Hey folks, a buddy of mine is posted to 764 Comm Grp in Ottawa and he wants to buy a house but no one here (1 Sigs, Edmonton) has a clue where the unit actually is, Hull? Gatineau? Where should this guy try and buy a place to live?

If it's classified then PM me for high side contact info.

Thanks,

Joe


----------



## Nfld Sapper (4 May 2012)

Sig Joeschmo said:
			
		

> Hey folks, a buddy of mine is posted to 764 Comm Grp in Ottawa and he wants to buy a house but no one here (1 Sigs, Edmonton) has a clue where the unit actually is, Hull? Gatineau? Where should this guy try and buy a place to live?
> 
> If it's classified then PM me for high side contact info.
> 
> ...



This should be able to get you started......

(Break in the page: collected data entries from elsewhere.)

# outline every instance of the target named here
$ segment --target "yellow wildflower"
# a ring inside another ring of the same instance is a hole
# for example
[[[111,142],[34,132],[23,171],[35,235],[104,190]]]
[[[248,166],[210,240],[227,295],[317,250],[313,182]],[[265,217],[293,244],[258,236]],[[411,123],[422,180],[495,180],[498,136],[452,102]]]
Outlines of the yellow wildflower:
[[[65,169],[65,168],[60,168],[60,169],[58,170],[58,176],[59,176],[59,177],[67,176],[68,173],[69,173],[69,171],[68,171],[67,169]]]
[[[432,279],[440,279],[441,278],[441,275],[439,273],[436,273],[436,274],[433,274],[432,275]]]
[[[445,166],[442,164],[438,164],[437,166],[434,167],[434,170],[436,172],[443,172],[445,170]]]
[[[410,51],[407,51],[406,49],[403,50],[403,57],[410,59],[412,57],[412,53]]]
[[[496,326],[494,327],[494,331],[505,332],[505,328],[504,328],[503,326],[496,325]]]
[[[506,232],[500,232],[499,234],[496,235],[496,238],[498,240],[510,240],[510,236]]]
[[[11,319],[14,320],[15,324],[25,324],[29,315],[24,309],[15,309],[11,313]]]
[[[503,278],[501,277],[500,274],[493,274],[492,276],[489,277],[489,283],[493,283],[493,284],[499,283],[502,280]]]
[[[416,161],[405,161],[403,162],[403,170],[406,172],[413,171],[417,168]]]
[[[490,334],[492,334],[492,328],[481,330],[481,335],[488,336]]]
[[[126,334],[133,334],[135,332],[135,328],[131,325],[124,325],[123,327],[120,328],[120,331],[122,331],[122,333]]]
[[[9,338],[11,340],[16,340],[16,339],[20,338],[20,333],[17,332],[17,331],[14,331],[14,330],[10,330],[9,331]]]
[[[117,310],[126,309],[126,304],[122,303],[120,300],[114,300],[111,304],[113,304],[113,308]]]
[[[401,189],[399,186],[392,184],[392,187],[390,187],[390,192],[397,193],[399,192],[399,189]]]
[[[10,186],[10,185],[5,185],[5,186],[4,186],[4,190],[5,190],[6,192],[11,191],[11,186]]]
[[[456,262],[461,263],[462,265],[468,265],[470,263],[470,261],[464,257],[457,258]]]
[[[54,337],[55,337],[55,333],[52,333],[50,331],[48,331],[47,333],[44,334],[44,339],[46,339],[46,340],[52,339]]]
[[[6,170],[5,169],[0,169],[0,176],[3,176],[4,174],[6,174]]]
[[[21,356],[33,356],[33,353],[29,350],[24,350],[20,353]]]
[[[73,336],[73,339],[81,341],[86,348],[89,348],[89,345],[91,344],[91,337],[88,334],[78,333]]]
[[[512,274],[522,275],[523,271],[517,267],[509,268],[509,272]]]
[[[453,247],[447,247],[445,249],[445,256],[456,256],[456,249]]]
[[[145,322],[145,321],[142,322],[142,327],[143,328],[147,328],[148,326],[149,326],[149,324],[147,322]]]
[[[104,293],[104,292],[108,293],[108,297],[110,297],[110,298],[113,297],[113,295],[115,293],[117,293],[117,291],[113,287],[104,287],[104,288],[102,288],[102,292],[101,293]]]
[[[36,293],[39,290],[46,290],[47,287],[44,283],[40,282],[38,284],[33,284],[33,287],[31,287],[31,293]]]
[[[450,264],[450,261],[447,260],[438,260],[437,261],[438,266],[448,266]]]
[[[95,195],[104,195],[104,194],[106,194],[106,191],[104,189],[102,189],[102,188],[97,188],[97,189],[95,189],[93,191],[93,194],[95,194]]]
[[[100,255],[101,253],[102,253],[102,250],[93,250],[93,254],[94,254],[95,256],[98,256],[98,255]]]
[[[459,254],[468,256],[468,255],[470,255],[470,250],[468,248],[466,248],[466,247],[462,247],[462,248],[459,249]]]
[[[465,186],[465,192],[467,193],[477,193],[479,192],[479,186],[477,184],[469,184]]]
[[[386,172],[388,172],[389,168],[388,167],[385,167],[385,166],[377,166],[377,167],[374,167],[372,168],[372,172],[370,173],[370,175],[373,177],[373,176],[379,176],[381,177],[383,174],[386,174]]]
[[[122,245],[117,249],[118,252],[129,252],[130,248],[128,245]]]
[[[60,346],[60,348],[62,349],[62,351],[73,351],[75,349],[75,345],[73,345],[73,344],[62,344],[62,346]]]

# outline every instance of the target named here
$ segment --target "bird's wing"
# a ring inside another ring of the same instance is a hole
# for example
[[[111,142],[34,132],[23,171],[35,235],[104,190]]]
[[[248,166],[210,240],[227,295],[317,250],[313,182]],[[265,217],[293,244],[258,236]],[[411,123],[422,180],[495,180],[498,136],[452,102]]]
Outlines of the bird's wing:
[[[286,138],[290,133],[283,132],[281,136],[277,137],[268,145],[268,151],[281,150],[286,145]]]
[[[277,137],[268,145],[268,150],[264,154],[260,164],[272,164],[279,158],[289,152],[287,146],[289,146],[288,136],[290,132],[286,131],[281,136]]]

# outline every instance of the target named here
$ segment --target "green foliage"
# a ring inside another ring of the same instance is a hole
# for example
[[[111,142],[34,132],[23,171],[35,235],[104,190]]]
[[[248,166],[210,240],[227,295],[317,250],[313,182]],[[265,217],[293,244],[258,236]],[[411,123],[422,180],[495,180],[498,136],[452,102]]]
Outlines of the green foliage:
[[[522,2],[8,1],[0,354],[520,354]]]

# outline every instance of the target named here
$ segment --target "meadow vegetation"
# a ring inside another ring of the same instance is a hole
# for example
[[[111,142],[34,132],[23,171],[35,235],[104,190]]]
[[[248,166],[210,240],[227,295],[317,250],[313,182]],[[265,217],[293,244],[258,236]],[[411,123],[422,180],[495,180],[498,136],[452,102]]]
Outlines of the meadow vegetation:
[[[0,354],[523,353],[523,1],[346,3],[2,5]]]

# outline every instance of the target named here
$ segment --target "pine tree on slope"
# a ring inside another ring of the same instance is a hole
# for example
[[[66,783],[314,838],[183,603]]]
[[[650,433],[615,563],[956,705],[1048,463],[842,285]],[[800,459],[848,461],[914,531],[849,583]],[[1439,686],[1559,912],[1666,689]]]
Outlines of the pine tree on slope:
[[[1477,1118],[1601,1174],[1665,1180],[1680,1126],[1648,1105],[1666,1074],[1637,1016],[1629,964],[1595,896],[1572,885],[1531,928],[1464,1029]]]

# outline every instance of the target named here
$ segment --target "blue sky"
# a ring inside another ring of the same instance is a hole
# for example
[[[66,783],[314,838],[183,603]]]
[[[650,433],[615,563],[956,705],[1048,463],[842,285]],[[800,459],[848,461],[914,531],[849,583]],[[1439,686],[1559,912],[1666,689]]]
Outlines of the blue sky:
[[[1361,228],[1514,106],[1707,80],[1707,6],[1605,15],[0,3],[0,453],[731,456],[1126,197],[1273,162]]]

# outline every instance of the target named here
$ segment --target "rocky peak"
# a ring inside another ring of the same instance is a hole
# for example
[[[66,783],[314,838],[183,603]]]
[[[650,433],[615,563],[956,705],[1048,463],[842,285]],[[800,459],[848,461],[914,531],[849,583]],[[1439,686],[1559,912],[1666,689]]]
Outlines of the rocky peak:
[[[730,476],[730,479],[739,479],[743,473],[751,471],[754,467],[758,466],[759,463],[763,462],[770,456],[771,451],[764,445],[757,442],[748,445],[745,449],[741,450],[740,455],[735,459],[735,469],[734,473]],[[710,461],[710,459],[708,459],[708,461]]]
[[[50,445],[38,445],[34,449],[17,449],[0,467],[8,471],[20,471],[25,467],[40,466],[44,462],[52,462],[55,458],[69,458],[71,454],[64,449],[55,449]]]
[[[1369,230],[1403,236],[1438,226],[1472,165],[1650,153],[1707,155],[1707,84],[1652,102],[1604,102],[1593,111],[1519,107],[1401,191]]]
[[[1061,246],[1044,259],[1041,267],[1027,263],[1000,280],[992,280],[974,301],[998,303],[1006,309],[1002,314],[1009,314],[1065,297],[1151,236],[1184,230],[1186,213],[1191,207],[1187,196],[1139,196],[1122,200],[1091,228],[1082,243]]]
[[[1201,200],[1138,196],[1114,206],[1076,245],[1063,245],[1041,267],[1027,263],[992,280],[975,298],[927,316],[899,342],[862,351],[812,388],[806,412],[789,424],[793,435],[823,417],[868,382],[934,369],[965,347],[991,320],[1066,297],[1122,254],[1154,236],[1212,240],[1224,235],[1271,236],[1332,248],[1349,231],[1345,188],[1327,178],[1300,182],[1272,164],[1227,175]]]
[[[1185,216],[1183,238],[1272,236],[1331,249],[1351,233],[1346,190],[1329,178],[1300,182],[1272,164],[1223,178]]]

Information Management Group

Among other things, the Information Management Group is responsible for the conduct of electronic warfare and the protection of the Forces' communications and computer networks. Within the group, this operational role is fulfilled by the Canadian Forces Information Operations Group, headquartered at CFS Leitrim in Ottawa, which operates the following units: the Canadian Forces Information Operations Group Headquarters (CFIOGHQ), the Canadian Forces Electronic Warfare Centre (CFEWC), the Canadian Forces Network Operation Centre (CFNOC), the Canadian Forces Signals Intelligence Operations Centre (CFSOC), the Canadian Forces Station (CFS) Leitrim, and the 764 Communications Squadron


----------



## Sig_Des (4 May 2012)

It's in Ottawa. Dependant on which section, can't really tell you which building your friend will be in. Mostly Colonel By, maybe some dudes over at Tunney's. They travel around a lot the city a lot. When I was there last, something like 38 buildings they serviced.

Either way, which building is in doesn't matter, your friend should look anywhere in the NCR.


----------



## REDinstaller (4 May 2012)

Their main bldg is the Constipation....oops Constitution. >


----------



## dapaterson (4 May 2012)

However, most of NDHQ will be moving out to the former Nortel Campus, just north of Bells Corners, over the next few years; the west(ish) end would probably be a good place to look for a house.

Of course, size and price range will also influence his choice, but once the main body is at Nortel, the commute from Orleans will be not so much fun.


----------



## JBP (7 May 2012)

Thanks very much folks, that's the best info we've received thus far! 38 buildings, that's rediculous...


----------



## Nfld Sapper (7 May 2012)

Welcome to the NCR and the crystal palace......


----------



## Robert0288 (7 May 2012)

Sig Joeschmo said:
			
		

> Thanks very much folks, that's the best info we've received thus far! 38 buildings, that's rediculous...



Look at it this way, they could also service the rest of the 156(ish) buildings they are spread out in.


----------



## REDinstaller (9 May 2012)

Ummmm, They do.


----------